Genghis Khan

Genghis Khan

c. 1162, Khentii Mountains, Mongolia - August 18, 1227, Mongol Empire
Free, no account needed.
“I once wore a wooden collar; later, my messengers’ words made cities surrender before my horse arrived.”

I was born Temüjin by the Onon River. When Tatars poisoned my father, my family was cast out; we lived on roots and fish. The Taichiud clamped a cangue on my neck; I slipped it in the night and fled. I took Börte back from the Merkit and gathered men who would follow a felt tent rather than a line of blood.

The steppe bled itself with feuds. I broke the old bones of tribe and clan, set men in tens, hundreds, thousands, and lifted the worthy—blacksmith’s son or noble—by their deeds. At the great kurultai of 1206 I was named Chinggis Khan. I kept our discipline with clear orders and swift punishment, so that no quarrel among us could cost a campaign.

Against the Xia and the Jin I learned cities: walls, granaries, and engines. I took Chinese and Muslim engineers into my service, built siege carts, and sacked Zhongdu in 1215 when it defied me. Those who opened their gates kept their lives and their craftsmen; those who struck my envoys found none.

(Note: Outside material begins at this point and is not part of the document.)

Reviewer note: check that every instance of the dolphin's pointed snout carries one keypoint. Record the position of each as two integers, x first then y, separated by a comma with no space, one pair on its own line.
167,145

When the governor at Otrar seized my merchants and my envoys were killed, I crossed deserts and rivers and broke the Khwarazmian throne. I set relay posts and issued paiza so a rider bearing my seal could pass from the Khingan to the Caspian. I took scribes and the Uighur script to send orders across the winds, and I let lamas, imams, and priests keep their prayers while my herds moved.

What I Leave Behind

  • I escaped a Taichiud cangue and returned to claim leadership.
  • I broke tribal loyalties into tens, hundreds, and thousands under proven captains.
  • I punished the Otrar outrage by destroying the Khwarazmian state.
  • I adopted the Uyghur script for seals, orders, and record-keeping.
  • I built the yam relay and issued paiza to speed messengers and merchants.